With 1.8.27 being such a large release, we’ve been thinking about the future of where MyBB is headed.

As such, we’ve decided that MyBB 1.8.27 will be the last major release of MyBB 1.8.

From this point forwards, the 1.8 series shall only receive security fixes and bug fixes for critical bugs that break core functionality.

The reasoning for this change is simple: we need to focus all of our limited resources on one single task – namely, getting MyBB 1.9 released.

MyBB 1.9

MyBB 1.9 is something we’ve been talking about for a long time (too long, a lot of us would say).

We’ve been working on it side-by-side along with supporting the MyBB 1.8 series, which has unfortunately meant the new release has only had limited attention paid to it.

With 1.8.27 being the last big 1.8 series version, all attention will now be turned to 1.9. There will be a freeze made to the merging of any Pull Requests to the project for a period of roughly two weeks in order to finalise the rebase of MyBB 1.9 to incorporate all of the changes present in 1.8.27.

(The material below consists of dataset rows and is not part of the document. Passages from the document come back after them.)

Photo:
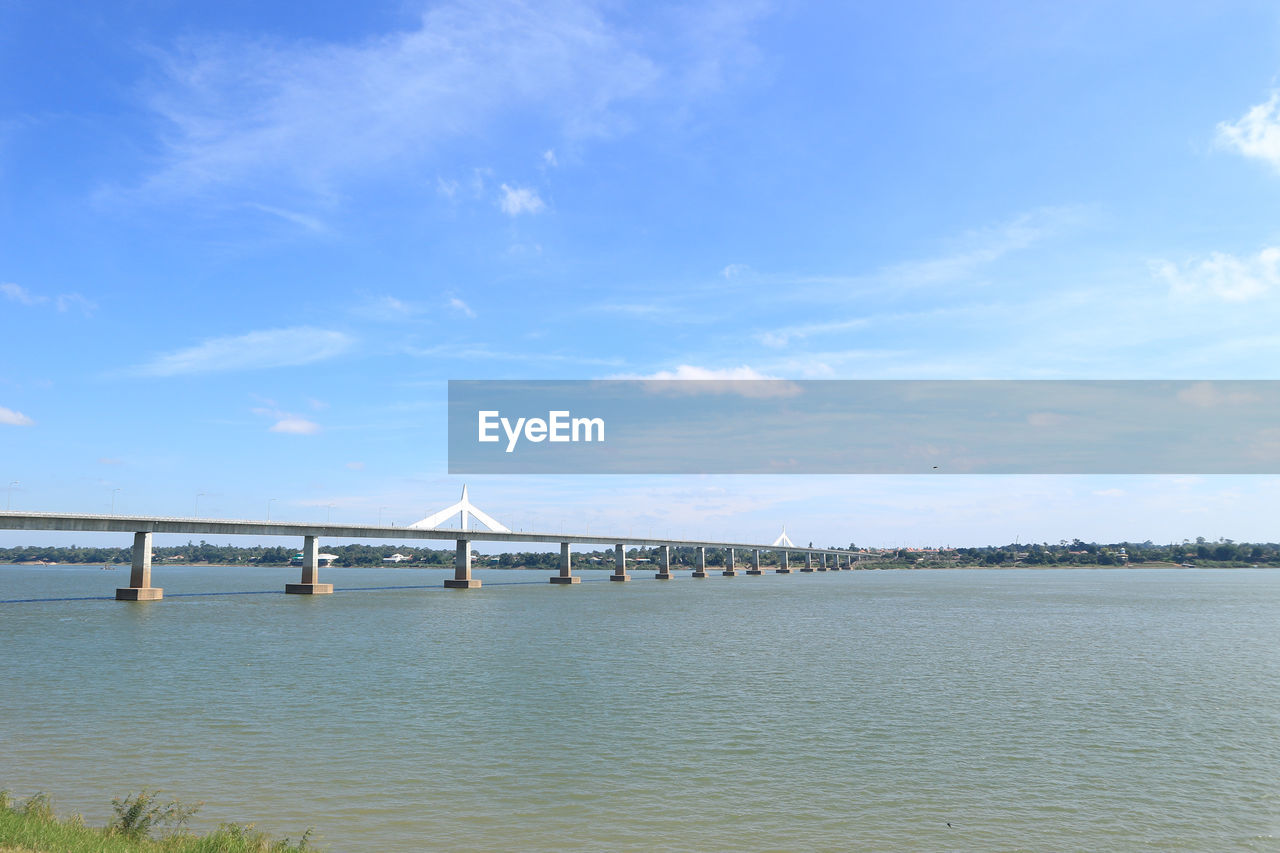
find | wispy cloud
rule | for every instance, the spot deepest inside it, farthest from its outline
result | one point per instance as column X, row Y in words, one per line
column 690, row 379
column 63, row 301
column 686, row 372
column 304, row 220
column 21, row 295
column 251, row 351
column 388, row 309
column 461, row 308
column 286, row 422
column 1206, row 395
column 314, row 114
column 474, row 352
column 10, row 418
column 1256, row 133
column 1223, row 276
column 520, row 200
column 296, row 427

Once this is complete, attention will turn to the following tasks:

  • Scrutinising all new templates to ensure that all changes made to 1.8 in recent releases are reflected in the new templates.
  • Tracking down any remaining usages of the old $templates based code for templates.
  • Writing the ACP management module for the new template system.

Once these tasks are complete, we’ll be at the stage of beginning testing the release in full. At that point, we’ll put a demo install online for everybody to play with, which will reset every day at midnight. This should give everybody a chance to help us debug the release and polish it up.

An Apology and a Thanks

On a final personal note, I’d like to apologise to the Community for the severe lack of progress with the Project and communication from us.

When I joined, forums were booming and MyBB in particular was abuzz with activity. We had a large bustling Team with members from all over the world contributing many changes and improvements. I’ve watched the Project go from MyBB 1.2 to 1.4; from 1.4 to 1.6 and 1.6 to 1.8. Over that time, things have changed a lot! The rise of social media and smartphones have changed the landscape of internet communities significantly.

Unfortunately, with these changes we’ve seen quite a decline in the progress we’ve made with the Project recently. I wish we had an easy fix to this and we could go back to the activity levels that we’ve seen before, and if anybody has any concrete ideas we’d be very happy to hear them in a constructive manner.

I’d like to take the opportunity to thank everybody who has stuck with us over the years and contributed in any way — be it via financial support on OpenCollective; via bug reports; via Pull Requests; via providing support to other members of the Community; or via any other means. Without you, MyBB simply would not exist.